И они ушли: впереди Аксинья, сгорбленная, сухая, и следом за нею черная псина, слабо помахивающая хвостом. А мне вдруг до боли жаль стало Лину, и я быстро вошел в дом, обнял ее и поцеловал, и впервые увидел на ее лице горькие слезы.
— Лина, — перепугался я, — что с тобой?
— Ничего, Володья, ничего, — она ладонями торопливо вытерла глаза и виновато посмотрела на меня, — это просто так, Володья, не надо придать значенья…
Я любил ее, любил безумно, и в эти минуты и всегда, но что-то мне нужно было еще…
Володя Сухов умолк и задумчиво смотрел в костер. Давно остыла уха, но мы о ней даже не вспоминали. Какое-то тягостное предчувствие вдруг овладело мною Я хотел и боялся продолжения рассказа, и если бы Володя спросил меня, нужно ли рассказывать дальше, я не знаю, что ответил бы ему. Но он не спросил, потому что, наверное, я сейчас не существовал для него…
— Я хорошо запомнил этот день. Даже не запомнил, а словно бы вырезал его в памяти и обособил совершенно отдельно. Да, вот именно так, хотя и звучит несколько красиво. Было это шестого ноября тысяча девятьсот шестьдесят второго года… Мы собрались в Калугино на почту, чтобы отправить поздравительные телеграммы ее родным, а потом проведать Анну. День был какой-то жиденький и невеселый: то вдруг начинал накрапывать холодный дождь, и сразу становилось заметно, что уже глубокая осень, то вдруг проглядывало солнце, и мнилось, что до зимы еще далеко.

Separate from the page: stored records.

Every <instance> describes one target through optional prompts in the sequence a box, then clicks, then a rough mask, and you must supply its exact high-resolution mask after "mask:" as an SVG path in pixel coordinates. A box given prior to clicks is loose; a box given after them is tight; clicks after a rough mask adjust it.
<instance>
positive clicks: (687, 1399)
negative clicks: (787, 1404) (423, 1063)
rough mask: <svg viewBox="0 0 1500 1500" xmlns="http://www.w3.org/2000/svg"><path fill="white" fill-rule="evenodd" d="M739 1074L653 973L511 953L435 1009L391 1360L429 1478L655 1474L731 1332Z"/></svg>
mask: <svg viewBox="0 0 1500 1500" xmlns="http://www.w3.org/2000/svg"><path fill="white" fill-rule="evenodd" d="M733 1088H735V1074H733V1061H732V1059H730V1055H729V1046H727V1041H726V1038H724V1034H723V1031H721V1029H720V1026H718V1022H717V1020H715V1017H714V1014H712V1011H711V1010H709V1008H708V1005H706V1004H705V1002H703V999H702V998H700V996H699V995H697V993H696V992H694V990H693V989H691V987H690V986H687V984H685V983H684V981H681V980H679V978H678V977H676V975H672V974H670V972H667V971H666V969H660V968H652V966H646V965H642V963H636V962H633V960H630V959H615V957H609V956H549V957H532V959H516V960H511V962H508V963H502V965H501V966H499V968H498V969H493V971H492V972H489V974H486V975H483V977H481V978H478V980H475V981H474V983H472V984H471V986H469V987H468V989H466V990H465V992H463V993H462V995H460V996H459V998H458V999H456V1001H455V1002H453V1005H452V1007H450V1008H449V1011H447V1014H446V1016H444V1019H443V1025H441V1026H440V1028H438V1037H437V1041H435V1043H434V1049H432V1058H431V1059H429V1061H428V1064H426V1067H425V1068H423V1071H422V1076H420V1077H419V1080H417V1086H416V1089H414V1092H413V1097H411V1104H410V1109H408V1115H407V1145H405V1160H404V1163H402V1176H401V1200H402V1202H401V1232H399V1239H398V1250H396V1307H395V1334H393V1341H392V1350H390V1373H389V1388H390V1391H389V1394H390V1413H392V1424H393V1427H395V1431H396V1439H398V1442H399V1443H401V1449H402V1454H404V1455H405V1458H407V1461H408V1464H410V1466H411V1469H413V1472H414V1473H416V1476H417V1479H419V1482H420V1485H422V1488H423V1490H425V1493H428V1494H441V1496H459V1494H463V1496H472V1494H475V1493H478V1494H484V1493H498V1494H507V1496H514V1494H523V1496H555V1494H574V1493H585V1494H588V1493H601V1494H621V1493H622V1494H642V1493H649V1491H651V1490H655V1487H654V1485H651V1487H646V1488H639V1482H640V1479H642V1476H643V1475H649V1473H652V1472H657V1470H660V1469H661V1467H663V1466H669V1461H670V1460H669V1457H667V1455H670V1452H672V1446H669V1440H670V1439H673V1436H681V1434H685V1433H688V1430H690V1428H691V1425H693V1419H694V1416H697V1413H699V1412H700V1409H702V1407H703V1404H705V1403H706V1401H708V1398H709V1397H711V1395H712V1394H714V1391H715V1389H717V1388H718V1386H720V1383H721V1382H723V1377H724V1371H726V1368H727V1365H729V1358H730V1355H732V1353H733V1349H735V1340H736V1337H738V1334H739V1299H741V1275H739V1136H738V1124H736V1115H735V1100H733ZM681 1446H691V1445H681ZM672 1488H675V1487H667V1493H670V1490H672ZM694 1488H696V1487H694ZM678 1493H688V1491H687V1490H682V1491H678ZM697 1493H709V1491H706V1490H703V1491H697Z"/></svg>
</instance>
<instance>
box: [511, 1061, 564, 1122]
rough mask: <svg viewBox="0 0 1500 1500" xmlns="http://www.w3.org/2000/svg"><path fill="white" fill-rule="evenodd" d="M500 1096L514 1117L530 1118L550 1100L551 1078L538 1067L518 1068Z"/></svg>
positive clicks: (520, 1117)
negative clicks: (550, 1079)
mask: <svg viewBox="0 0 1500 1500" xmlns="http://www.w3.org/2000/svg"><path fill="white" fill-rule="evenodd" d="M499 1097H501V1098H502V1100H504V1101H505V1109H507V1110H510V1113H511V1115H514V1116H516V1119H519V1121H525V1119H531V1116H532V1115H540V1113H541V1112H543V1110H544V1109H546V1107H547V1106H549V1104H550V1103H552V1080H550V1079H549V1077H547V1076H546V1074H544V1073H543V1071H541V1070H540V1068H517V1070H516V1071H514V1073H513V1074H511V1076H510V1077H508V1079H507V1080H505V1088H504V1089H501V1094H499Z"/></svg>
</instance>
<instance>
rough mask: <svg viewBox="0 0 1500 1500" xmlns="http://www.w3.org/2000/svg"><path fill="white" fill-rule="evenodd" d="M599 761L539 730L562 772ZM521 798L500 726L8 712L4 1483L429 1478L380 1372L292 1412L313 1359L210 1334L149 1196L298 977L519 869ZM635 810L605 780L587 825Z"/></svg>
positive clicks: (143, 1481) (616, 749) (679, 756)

С утра мне было как-то особенно грустно и не по себе. Я долго бродил по двору, подыскивая какое-нибудь подходящее дело, и не находил его, и грусть еще больше наваливалась на меня. Вышла Лина, спросила, скоро ли мы пойдем, я ответил что-то неопределенное и ушел на огород. Теперь это было пустынное поле серо-черной земли, тут и там утыканное дряблыми палками подсолнухов, с желтыми кучами картофельной ботвы и геометрически правильными грядками из-под лука, чеснока и моркови. Унылый, запущенный по-осеннему вид огорода, замкнутый черным от времени, дождей и ветров плетнем, был печален и еще более усилил мое дурное настроение. В самых тайных глубинах моего существа вдруг проснулось какое-то малопонятное беспокойство, и я пошел по грядкам, по уже слегка подмороженной земле, слыша, как гулко и грустно отзывается она под моими шагами. Каждая высушенная солнцем и ветрами былинка стала дорога для меня, а черную луковицу, которая осталась на грядке по бабкиному недосмотру, я осторожно и бережно положил в карман.